London. Auf seinem dritten Soloalbum erzählt Brian Fallon mit viel Gefühl kleine Geschichten von Liebe, Trauer und Schmerz. Im Interview verrät der Frontmann von The Gaslight Anthem, warum ihm Trends egal sind und welchen Einfluss Bruce Springsteen auf die neue Platte hatte.

Sein 40. Geburtstag Ende Januar hat Brian Fallon ins Grübeln gebracht. "Ich denke da noch drüber nach", sagt der Sänger und Songwriter gut gelaunt im Gespräch mit der Deutschen Presse-Agentur in London.

"Ich glaube, es bedeutet, dass man jetzt erwachsen ist. Aber was heißt das? Ich frage mich: Jetzt, wo ich erwachsen bin, kann ich immer noch cool sein? Oder ist es vorbei mit dem Coolsein?"

Zwei seiner wichtigsten Fans bleiben dem Frontmann der US-Rockband The Gaslight Anthem bislang treu - seine dreijährige Tochter und sein siebenjähriger Sohn. "Er findet meine Musik cool, das haut mich um", schwärmt Fallon und lacht. "Ich weiß gar nicht, wie das passiert ist. Aber meine Witze findet er total doof." Seine Tochter finde es vor allem toll, dass er überhaupt Musik machen könne. "Sie liebt es, dass ich etwas mache und daraus ein Song wird."

Seinen Kindern hat Fallon gleich den ersten Song "When You're Ready" auf seinem neuen, dritten Soloalbum "Local Honey" gewidmet. Die melancholische Ballade über die Herausforderungen des Lebens und der Liebe bestätigt damit sozusagen Fallons Status als Erwachsener, der seinem Nachwuchs ein paar liebevolle Ratschläge ans Herz legt.

Überhaupt ist "Local Honey" ein Album, das hörbar von Herzen kommt und das sich um Herzensdinge dreht. "Es geht um mein unmittelbares Zuhause und meine Familie und mein Leben", sagt Fallon. "Aber um das Tägliche, die kleinen Dinge." Auf den Albumtitel, der sich am besten mit "Honig aus der Region" übersetzen lässt, kam Fallon durch Werbeschilder in seiner Heimatstadt New Jersey.

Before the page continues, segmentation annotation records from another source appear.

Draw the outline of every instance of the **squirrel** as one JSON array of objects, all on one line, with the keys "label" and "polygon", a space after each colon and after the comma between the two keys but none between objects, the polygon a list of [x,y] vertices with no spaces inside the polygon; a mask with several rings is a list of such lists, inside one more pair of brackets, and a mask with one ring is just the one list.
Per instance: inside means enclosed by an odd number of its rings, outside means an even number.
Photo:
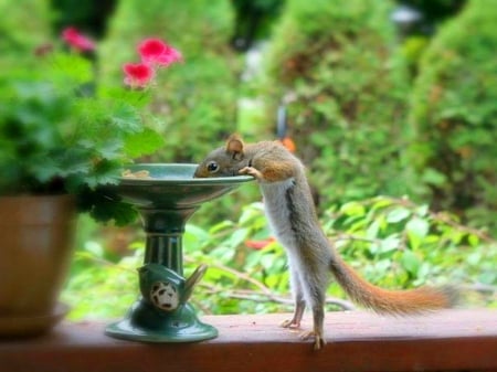
[{"label": "squirrel", "polygon": [[457,291],[453,287],[387,290],[362,279],[327,238],[318,222],[305,167],[281,142],[244,144],[240,136],[232,135],[194,172],[195,178],[239,174],[250,174],[258,181],[268,223],[287,254],[295,311],[282,327],[299,328],[308,306],[314,327],[303,332],[302,339],[314,337],[314,349],[326,344],[324,308],[330,274],[352,301],[379,313],[421,313],[455,304]]}]

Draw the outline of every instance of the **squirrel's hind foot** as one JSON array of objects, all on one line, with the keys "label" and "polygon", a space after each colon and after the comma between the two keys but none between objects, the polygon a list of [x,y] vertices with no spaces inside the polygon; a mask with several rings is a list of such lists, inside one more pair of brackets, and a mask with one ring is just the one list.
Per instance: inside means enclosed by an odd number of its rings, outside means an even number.
[{"label": "squirrel's hind foot", "polygon": [[314,350],[320,350],[325,347],[326,340],[321,333],[315,331],[305,331],[300,333],[300,339],[304,341],[311,338],[314,338]]},{"label": "squirrel's hind foot", "polygon": [[279,327],[282,328],[290,328],[290,329],[298,329],[300,328],[300,322],[295,319],[287,319],[279,323]]}]

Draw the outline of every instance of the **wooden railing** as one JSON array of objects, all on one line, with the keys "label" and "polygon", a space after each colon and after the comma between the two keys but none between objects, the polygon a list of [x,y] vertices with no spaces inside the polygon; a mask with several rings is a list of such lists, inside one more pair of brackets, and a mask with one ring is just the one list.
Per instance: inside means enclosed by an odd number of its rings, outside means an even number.
[{"label": "wooden railing", "polygon": [[[326,316],[327,346],[314,351],[285,315],[211,316],[219,338],[145,344],[103,333],[102,322],[64,322],[28,340],[0,339],[1,372],[497,371],[497,310],[419,317]],[[310,327],[306,317],[304,329]]]}]

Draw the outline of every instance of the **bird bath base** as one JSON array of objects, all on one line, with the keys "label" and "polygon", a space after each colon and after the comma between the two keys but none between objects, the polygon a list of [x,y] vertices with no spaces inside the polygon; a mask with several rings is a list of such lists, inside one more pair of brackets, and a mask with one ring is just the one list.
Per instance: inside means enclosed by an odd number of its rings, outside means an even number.
[{"label": "bird bath base", "polygon": [[253,180],[252,177],[194,179],[195,164],[136,164],[131,173],[150,178],[121,178],[112,193],[138,208],[146,233],[144,266],[138,269],[141,296],[125,318],[105,333],[144,342],[191,342],[215,338],[218,330],[201,322],[188,304],[207,270],[200,265],[183,277],[182,236],[190,216],[207,201]]}]

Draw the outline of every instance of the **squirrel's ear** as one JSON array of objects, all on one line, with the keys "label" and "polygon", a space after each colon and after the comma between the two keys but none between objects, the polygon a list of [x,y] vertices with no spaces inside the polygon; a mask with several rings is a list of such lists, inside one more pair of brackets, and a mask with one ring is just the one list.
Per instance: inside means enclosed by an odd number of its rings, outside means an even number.
[{"label": "squirrel's ear", "polygon": [[226,152],[235,158],[243,157],[243,140],[239,135],[231,135],[226,141]]}]

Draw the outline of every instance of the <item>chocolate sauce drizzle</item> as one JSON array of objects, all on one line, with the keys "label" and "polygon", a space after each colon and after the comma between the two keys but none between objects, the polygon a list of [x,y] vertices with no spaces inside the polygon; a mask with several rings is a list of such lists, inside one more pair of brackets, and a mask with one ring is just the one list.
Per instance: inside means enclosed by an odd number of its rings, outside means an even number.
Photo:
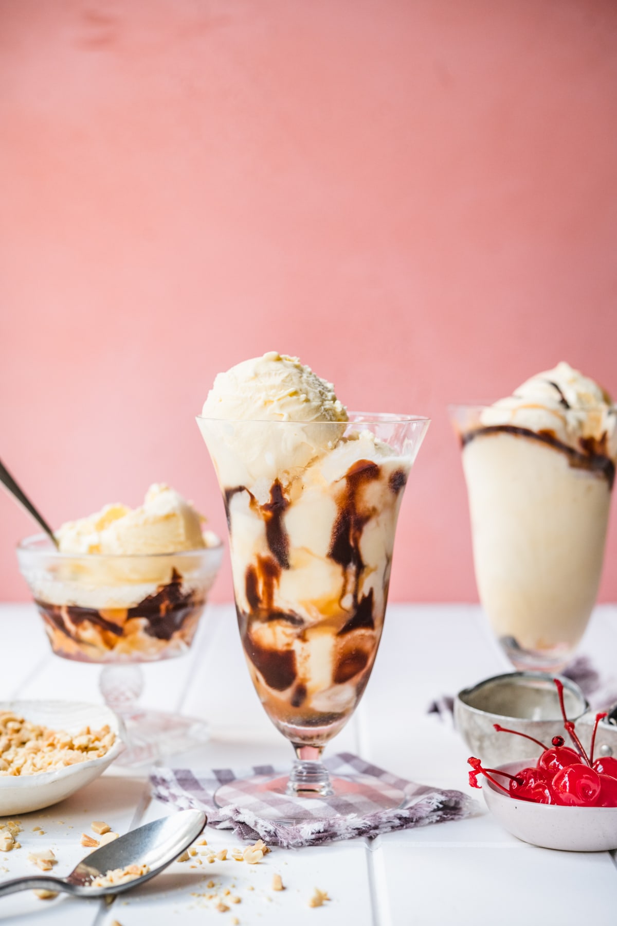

Es ist auch viel Herzschmerz dabei. "Am meisten fehlst du mir morgens", singt der US-Musiker in "21 Days". "Wir haben uns immer beim Kaffee unterhalten. Aber jetzt muss ich einen neuen Freund finden." Es sind kleine Geschichten von großen Gefühlen, die nahegehen und manchmal von tiefer Traurigkeit geprägt sind. "Vincent" etwa erzählt von häuslicher Gewalt und den dramatischen Folgen.

Auf "Local Honey" sind weder Popsongs noch Rockhits zu finden. "Ich versuche nicht mehr, eine Radio-Single zu machen", erklärt Fallon. "Ich hätte zwar gern eine, aber das war nicht mein Ziel." Im Trend zu bleiben, zu "den coolsten Playlisten" hinzugefügt zu werden, das sei nicht seine Sache. "Nicht dass ich das nicht gern hätte und so erfolgreich wäre, aber ich weiß, dass ich da nicht mithalten könnte."

Das sei auch eine Frage des Alters, sagt er und verweist auf die erst 18 Jahre alte Sängerin Billie Eilish. "Ich kann mit ihr nicht konkurrieren. Sie ist mir weit voraus, denn sie ist die Jugend", so Fallon. "Wenn ich versuchen würde, zu tun, was gerade angesagt ist, dann würde ich mich in meinem Alter doch zum Narren machen."

Er habe "eine Platte zum Nachdenken" angestrebt. Entsprechend findet man auf "Local Honey" keine Musik für nebenbei - es lohnt sich, aufmerksam zuzuhören. Denn so richtig entfalten sich die überwiegend ruhigen und melancholischen Songs erst, wenn man den berührenden Geschichten lauscht.

Das Album ist mit acht Songs und 30 Minuten Laufzeit relativ kurz geraten. Die Hörgewohnheiten hätten sich schließlich geändert: "Niemand setzt sich hin und hört eine Stunde lang ein Album", sagt der leidenschaftliche Musikfan Fallon. "Wenn ich also ein einstündiges Album mache, würde das niemand am Stück hören."

Zudem orientierte er sich bei der Albumlänge an Musikerkollegen wie Sturgill Simpson und Tyler Childers - sowie seinem Idol und Kumpel aus New Jersey: "Es ist Bruce Springsteens Schuld", lacht Fallon. Dessen großer Klassiker "Born To Run" von 1975 bestehe ebenfalls aus acht Liedern. "Für mich fühlt sich das gut an: vier Songs auf Seite A, vier Songs auf Seite B."